Troublesome pests are a problem businesses and homeowner’s battle all the time. Termites can destroy the very structure of your building or house, ants persistently invade your interiors, raccoons tear into your attic, and wasps can create nests!

While the right pest control strategy can help protect areas of the house or building and keep pests at bay, one of the paths that pests can take is usually overlooked: your HVAC system. By pest proofing the heating, ventilation and air conditioning system components, you can make sure the pests remain out of your house, preventing any damage to equipment, and protecting everyone from health hazards.

Prevent any kind of pest infestations by taking steps that ensure your HVAC system and its many components are well protected.

Seal the ducts

Cracks, gaps, and larger disconnections within the duct system can create access points for pests to enter the unit and your home or office building. Mice, insects, and larger vermin could enter the system, depending on how big the air leaks are.

Not only do pests inside your ducts cause destruction to the ductwork, they can also lead to serious issues with indoor air quality. Dander and excrement left behind can spread into the interiors as conditioned air flows through the duct system, causing several health hazards to residents.

Treating the problem by using pest poison is not an ideal strategy for infestation. While it can destroy the pest, they are likely die and decay in the duct system. A decaying rodent within the ductwork can cause bad odors, and locating the carcass can be a challenge. 

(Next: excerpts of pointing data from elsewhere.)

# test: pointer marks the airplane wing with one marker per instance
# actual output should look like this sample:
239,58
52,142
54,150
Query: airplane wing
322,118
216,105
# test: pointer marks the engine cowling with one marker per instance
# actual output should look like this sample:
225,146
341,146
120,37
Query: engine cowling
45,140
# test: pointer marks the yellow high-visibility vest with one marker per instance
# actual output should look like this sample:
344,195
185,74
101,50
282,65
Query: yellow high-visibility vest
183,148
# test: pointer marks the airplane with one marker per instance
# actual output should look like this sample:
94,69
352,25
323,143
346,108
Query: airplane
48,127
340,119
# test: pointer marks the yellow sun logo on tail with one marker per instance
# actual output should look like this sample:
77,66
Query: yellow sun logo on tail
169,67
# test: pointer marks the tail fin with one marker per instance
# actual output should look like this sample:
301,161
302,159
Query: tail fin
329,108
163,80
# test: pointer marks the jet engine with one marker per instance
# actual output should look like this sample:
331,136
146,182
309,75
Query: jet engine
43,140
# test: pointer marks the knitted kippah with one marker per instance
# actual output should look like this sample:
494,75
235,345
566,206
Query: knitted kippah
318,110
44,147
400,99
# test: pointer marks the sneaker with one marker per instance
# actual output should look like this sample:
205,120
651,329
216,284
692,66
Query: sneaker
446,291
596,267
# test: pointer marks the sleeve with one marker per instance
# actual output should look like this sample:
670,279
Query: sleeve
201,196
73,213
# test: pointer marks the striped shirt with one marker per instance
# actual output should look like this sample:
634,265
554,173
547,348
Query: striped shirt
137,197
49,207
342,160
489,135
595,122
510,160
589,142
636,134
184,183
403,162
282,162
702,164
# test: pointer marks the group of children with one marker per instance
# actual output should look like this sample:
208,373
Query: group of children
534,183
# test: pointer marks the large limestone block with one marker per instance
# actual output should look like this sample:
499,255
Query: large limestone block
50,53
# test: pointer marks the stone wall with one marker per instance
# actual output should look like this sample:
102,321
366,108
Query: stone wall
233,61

The best option is to lay a trap if you feel your ductwork has been infested. Live traps can easily be set within the ducts to capture larger pests such as, rats and mice, so that you can get rid of them easily. Glue traps can be utilized for catching insects. It is important to seal the ductwork professionally. Duct cleaning can help remove dead pests and the debris that has been left behind to enhance the quality of indoor air.

Installing vent or flue covers 

It is important to install vent covers on all exterior intakes, flues, and exhaust vents. The covers will help block entry points, preventing any form of infestation. These covers also have added benefits, such as keeping rain water away from the vents. However, make sure the vent covers are securely installed.

Protect the AC condenser

One of the best ways of protecting a condenser is by preventing rodents from getting near it. Make sure you keep the surrounding areas clean. Use a mild soap and warm water to scrub the unit’s exterior and the surrounding areas.

A reliable HVAC professional can assist and advise you as you work towards pest-proofing your system, and provide the required repairs, in case pests have led to damage within the HVAC unit.